Lightly stroking her husband’s hand with her thumb, Mary Travis recounted, for the first time publicly, the first days after the stroke, describing them as “hitting a brick wall at 100 miles per hour.”
Travis went to the emergency room near their Texas ranch on July 5, 2013, complaining of congestion. His lungs were full of fluid, so he was transferred to a larger hospital, where he lost consciousness for the first time.
It was not until he came out of a coma days later that doctors realized he had suffered a stroke. Mary tearfully recalled being told that life-saving surgery would be required. And even with an operation, Travis had only a 1 to 2% chance of survival.
“At this point, the 1 to 2% chance is 100% chance over zero,” Mary says. “I prayed hard, ‘God, please let me have him back, any way, shape or form.’ ”
The surgery was successful and, following more than two years of rehab, Travis can now walk, shower unassisted and get himself dressed.
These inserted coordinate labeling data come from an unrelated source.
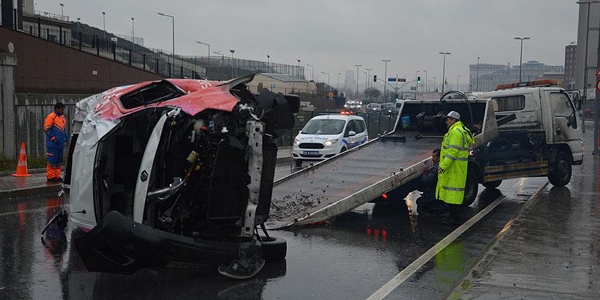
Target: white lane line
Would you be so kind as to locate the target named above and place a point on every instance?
(387, 288)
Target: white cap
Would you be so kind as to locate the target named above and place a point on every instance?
(454, 115)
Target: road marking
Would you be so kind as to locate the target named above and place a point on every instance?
(387, 288)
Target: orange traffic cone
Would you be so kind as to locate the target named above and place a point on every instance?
(22, 165)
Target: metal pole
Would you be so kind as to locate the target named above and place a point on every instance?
(356, 94)
(477, 85)
(597, 111)
(444, 71)
(385, 79)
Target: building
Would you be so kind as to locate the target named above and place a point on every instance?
(570, 66)
(281, 83)
(587, 38)
(489, 76)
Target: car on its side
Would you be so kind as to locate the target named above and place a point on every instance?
(325, 136)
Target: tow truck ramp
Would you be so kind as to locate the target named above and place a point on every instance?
(350, 179)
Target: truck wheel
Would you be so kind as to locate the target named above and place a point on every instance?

He remembers all of his song lyrics and can use his left hand to run the chords on his guitar neck. He’s still regaining use of his right arm and leg. He says it feels “good” to sing again.
Asked where he wants to be in his recovery five years from now, Travis smiled and shrugged his shoulders.
“I think our goal for five years is to remain hopeful and keep our heads up high and not throw in the towel and be happy with wherever God has us,” Mary said. “If it’s back up on that stage singing, hallelujah.”